Murray designed a large fan driven via a complex clutch system from the main engine, mounted at the rear of modified BT46 chassis. The faster the engine ran, the stronger the suction effect became. Sliding skirts sealed the sides of the undercar area, preventing ambient air from neutralising the low pressure zone. The fan also drew air through a horizontally mounted radiator over the engine, which Brabham cited as the fan's primary purpose — cooling assistance was legal under the regulations, whereas moveable aerodynamic devices were not. The argument was lent some credibility by the overheating issues the standard BT46 had suffered at the start of the year.

The two BT46B chassis were prepared in secrecy for the 1978 Swedish Grand Prix at Anderstorp on 17 June. When the car was run in the pit lane, observers noticed the car visibly squatting on its suspension as the throttle was blipped and the downforce increased. Lotus driver Mario Andretti described the car as "a bloody great vacuum cleaner." Despite protests from rival teams, the cars were allowed to race. Lauda qualified second and Watson third, behind championship leader Andretti.

In the race, Watson spun off on lap 19. After Didier Pironi dropped oil on the circuit and took out several frontrunners, Lauda was left in an effective class of his own. He passed Andretti around the outside of a corner and went on to win by over half a minute from Riccardo Patrese's Arrows — the largest winning margin in the race. Lotus immediately began design work on a fan version of the 79.

The aftermath was politically explosive. Bernie Ecclestone had become president of the Formula One Constructors' Association (FOCA) during 1978, and Chapman and other FOCA team principals threatened to withdraw their support for him unless the BT46B was retired. The FIA's Commission Sportive Internationale subsequently ruled that fan cars would not be permitted going forward, though the Swedish result stood because the car was not considered illegal at the time it raced. Brabham voluntarily withdrew the BT46B rather than race it further, and the two converted chassis were returned to standard BT46 configuration.

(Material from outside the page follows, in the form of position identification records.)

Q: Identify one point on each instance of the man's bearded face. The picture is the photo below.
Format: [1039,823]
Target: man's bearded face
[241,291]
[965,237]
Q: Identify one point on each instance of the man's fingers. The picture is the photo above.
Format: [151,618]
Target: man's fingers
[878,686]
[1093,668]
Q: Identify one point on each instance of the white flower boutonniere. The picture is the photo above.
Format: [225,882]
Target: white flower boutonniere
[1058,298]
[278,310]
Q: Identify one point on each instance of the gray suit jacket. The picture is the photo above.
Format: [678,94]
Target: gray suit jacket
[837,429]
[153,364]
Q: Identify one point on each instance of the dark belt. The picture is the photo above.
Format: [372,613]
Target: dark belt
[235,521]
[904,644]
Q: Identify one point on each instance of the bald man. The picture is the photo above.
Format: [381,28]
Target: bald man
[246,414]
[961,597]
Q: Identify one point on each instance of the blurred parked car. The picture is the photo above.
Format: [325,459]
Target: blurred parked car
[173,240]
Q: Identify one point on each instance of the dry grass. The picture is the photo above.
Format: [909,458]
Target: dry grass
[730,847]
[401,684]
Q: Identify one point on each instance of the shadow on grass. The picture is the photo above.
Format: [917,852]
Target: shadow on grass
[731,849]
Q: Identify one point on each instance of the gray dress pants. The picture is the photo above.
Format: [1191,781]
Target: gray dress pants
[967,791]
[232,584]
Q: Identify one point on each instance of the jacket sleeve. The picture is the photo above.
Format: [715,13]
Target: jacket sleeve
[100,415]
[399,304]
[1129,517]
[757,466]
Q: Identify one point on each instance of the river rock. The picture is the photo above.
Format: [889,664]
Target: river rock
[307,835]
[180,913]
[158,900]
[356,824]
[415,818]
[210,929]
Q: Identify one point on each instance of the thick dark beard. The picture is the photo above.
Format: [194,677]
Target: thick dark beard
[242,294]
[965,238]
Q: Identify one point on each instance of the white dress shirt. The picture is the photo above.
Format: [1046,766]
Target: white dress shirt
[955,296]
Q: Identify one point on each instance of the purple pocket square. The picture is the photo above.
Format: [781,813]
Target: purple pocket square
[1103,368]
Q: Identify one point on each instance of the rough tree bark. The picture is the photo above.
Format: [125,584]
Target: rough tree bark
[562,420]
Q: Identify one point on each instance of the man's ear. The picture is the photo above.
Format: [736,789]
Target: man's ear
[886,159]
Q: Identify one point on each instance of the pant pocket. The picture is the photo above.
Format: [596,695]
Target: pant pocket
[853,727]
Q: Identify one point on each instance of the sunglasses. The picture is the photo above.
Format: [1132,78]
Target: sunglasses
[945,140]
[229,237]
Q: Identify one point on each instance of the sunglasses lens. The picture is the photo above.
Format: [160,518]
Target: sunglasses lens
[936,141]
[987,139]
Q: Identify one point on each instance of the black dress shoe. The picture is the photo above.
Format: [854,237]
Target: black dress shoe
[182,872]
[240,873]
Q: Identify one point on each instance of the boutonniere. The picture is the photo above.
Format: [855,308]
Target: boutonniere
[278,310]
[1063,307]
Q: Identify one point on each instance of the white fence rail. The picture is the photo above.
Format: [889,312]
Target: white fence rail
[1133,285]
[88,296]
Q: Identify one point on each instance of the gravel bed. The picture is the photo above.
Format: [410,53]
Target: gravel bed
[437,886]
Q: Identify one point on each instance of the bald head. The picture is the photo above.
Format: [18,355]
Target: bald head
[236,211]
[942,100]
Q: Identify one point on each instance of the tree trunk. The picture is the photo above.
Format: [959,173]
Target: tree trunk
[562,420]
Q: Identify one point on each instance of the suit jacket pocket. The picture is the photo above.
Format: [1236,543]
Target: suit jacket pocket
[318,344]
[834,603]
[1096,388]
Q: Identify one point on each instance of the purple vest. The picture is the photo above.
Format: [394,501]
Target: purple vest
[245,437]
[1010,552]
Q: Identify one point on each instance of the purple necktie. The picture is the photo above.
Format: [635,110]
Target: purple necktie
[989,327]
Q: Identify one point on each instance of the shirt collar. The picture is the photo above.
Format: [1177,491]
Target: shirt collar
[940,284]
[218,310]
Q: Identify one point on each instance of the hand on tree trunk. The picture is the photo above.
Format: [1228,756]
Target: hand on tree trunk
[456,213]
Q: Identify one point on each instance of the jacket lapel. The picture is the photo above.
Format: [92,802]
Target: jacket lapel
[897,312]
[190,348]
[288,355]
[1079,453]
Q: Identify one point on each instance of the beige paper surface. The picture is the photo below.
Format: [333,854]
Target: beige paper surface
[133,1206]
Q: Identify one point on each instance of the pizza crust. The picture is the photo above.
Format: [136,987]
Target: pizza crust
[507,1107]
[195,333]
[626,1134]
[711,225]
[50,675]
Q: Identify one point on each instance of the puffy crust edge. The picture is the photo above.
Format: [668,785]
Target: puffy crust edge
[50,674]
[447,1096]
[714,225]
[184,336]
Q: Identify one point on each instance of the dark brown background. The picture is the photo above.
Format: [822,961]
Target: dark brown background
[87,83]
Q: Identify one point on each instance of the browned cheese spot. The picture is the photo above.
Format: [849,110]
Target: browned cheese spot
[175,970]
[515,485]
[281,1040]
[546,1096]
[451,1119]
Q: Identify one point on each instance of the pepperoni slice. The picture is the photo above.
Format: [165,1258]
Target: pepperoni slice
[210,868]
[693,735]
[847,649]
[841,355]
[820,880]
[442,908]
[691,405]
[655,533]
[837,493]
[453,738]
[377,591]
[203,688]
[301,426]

Gordon Murray later designed the BT47, a proposed 1979 car with Chaparral 2J-style twin variable geometry fans at the rear, but the FIA closed the regulatory loophole before the car could be built.

A third variant, the BT46C, replaced the nose radiators with Volkswagen Golf units mounted behind the front wheels. It ran in practice for the 1978 Austrian Grand Prix but drivers reported reduced engine revs and straight-line speed. It was not used in the race.

The BT46 is among the most technically ambitious Formula One cars of the 1970s. Its original flat-panel heat exchanger concept, while unworkable as executed, reflected Murray's determination to find unconventional solutions to the packaging constraints imposed by the Alfa engine. The BT46B fan car became one of the most controversial designs in the sport's history — legal when it raced, devastatingly fast, withdrawn for political rather than technical reasons, and never again seen in competition. Its one race victory at Anderstorp remains the only Formula One win by a car using suction-based downforce generation.